During the Soviet era buckwheat was roasted on an industrial scale as a way to preserve it, which though it depleted some its nutritional value, meant it acquired a beautiful nutty texture and flavour. Most fundamentally, buckwheat is used to make variations of porridge like kasha which was eaten sweet in the morning and before bed, savoury to accompany soup, fill pies or make the main meal go further. The washed grains are simply heated in boiling salted water until the liquid is absorbed, and served either with milk and honey or butter and slow-cooked onions, mushrooms, soft herbs. Grishechkin fondly remembers kasha and most Russians have similarly affectionate memories of this comfort food.
Savoury kasha iz topora is on Cococo’s tasting menu but wittily and dramatically elevated with green buckwheat and porcini mushrooms. It is usually eaten with a small wooden paddle which Grishechkin presents topped with an edible squid ink butter which the diner stirs into the kasha giving it earthy, complex umami depth.
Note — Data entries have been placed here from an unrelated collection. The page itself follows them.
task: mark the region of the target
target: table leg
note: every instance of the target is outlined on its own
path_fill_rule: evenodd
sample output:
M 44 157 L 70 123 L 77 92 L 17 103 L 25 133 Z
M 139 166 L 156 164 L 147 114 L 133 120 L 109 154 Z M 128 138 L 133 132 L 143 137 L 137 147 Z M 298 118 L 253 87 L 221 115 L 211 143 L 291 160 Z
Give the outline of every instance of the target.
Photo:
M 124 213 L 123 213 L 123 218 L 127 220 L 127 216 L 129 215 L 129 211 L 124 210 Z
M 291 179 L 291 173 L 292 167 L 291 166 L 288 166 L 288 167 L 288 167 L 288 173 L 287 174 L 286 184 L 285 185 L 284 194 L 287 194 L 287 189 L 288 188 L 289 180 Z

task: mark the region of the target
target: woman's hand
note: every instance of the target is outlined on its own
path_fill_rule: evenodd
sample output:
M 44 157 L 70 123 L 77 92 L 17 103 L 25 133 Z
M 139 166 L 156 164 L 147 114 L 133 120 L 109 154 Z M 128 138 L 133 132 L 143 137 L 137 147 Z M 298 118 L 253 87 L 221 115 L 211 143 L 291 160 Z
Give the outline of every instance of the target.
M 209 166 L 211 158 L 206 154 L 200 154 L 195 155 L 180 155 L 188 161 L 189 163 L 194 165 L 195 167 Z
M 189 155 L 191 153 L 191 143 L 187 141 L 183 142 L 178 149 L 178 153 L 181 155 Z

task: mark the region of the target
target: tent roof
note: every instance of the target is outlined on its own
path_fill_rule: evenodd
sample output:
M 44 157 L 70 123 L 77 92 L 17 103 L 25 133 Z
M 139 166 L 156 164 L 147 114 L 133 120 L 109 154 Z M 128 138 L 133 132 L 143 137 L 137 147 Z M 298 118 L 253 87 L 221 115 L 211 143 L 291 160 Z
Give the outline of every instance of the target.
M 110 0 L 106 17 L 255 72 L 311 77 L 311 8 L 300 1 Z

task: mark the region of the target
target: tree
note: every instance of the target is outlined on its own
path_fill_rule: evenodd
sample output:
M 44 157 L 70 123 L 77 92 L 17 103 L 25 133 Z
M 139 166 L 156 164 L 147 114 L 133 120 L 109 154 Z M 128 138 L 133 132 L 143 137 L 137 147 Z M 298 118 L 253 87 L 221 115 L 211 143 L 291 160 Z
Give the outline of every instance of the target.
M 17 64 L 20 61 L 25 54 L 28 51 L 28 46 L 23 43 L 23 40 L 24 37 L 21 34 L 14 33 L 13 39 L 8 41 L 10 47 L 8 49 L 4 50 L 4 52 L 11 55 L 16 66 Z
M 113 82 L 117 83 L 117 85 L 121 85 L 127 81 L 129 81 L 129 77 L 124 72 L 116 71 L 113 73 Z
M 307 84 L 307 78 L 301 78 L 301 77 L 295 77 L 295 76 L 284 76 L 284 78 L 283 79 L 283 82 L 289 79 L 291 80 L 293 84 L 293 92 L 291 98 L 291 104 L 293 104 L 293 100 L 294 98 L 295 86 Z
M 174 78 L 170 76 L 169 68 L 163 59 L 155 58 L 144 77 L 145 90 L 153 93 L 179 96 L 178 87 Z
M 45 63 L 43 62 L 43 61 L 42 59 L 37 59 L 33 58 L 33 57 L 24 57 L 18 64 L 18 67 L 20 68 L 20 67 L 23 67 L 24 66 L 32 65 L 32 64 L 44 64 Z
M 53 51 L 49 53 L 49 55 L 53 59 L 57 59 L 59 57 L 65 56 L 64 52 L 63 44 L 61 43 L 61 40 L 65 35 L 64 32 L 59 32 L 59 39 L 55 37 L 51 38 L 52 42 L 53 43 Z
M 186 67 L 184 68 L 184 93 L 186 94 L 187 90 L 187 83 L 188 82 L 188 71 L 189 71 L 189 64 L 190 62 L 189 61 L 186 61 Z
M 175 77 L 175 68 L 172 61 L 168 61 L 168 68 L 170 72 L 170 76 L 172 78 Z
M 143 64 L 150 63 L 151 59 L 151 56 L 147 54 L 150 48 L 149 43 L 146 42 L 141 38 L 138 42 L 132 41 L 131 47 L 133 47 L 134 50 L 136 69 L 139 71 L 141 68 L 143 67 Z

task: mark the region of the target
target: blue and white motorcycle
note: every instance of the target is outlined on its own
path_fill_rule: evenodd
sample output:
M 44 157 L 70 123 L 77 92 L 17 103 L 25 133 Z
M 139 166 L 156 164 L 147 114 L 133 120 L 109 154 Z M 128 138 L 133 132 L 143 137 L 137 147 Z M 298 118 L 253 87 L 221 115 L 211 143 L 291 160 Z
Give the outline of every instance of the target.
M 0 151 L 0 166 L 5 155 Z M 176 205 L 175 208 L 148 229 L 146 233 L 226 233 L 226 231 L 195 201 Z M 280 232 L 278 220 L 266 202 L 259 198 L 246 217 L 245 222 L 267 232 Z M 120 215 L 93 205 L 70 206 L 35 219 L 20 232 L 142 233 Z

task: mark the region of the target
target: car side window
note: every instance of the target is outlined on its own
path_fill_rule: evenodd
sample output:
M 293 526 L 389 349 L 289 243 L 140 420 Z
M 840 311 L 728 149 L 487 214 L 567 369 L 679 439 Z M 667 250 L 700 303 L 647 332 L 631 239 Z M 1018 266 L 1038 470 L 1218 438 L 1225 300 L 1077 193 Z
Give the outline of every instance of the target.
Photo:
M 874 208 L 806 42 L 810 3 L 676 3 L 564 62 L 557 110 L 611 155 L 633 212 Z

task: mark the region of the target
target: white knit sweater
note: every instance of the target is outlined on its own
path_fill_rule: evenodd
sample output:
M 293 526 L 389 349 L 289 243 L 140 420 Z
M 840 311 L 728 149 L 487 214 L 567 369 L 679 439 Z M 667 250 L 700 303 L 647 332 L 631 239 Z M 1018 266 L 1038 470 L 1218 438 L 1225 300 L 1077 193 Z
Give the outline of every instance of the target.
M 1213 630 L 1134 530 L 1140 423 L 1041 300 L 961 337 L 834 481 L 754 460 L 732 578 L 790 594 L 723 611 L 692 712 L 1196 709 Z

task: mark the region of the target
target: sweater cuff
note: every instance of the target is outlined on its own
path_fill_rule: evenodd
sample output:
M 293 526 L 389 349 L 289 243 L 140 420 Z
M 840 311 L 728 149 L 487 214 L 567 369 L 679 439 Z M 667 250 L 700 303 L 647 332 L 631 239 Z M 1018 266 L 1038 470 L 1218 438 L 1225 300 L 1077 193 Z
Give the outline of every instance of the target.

Roast buckwheat is also used as a garnish on dishes to add vibrancy and contrast of texture and even in ice-cream to accompany apple pie.
A small tree with orange berries that grows wild abundantly in Russian forests . Its’ unusual semi bitter, tangy flavour is between orange zest, apricots, mango and honeysuckle. Grishechkin says its intense and unique flavour "defined my childhood”. Grishechkin drank it as mors, a drink made by mixing pureed berries with a sweet berry stock or as a jam with blinis or in a jelly.
“I couldn’t offer a tasting menu without sea buckthorn which is so irrefutably Russian” laughs Grishechkin who serves mors as an appetite whetting shot with house made kombucha to commence the chef’s table menu.
Hulibut-perch, leek, fennel jelly and sea-flavoured foam
Probably the fish most prevalent in Russian cuisine and often salted and pickled, or served at celebratory feasts as herring “under a fur coat”. The fur coat references the layers of boiled and grated beetroot, carrots, potatoes and eggs, raw onion and mayo.
To be provocative and confound expectations Grishechkin’s take on “under a fur coat” at CoCoCo replaces the herring with Baltic crab. Grishechkin exlains that he wants to “liberate herring from conventional recipes and let its true flavour sing”. He serves salted herring maki sushi style with sprouts and red caviar and a “tartlet” with bone marrow, pickled vegetables and herring “caviar”.
Creme brulee Cameo
Baked milk, which tastes and looks caramelised, brown almost to the point of toasted is Grishechkin’s absolute favourite childhood dish.
He calls he would eat it like a porridge with Borodinsky bread. With caraway, his chef’s table menu has a more sophisticated “Guriev porridge” made with tapioca too and served with homemade cherry jam.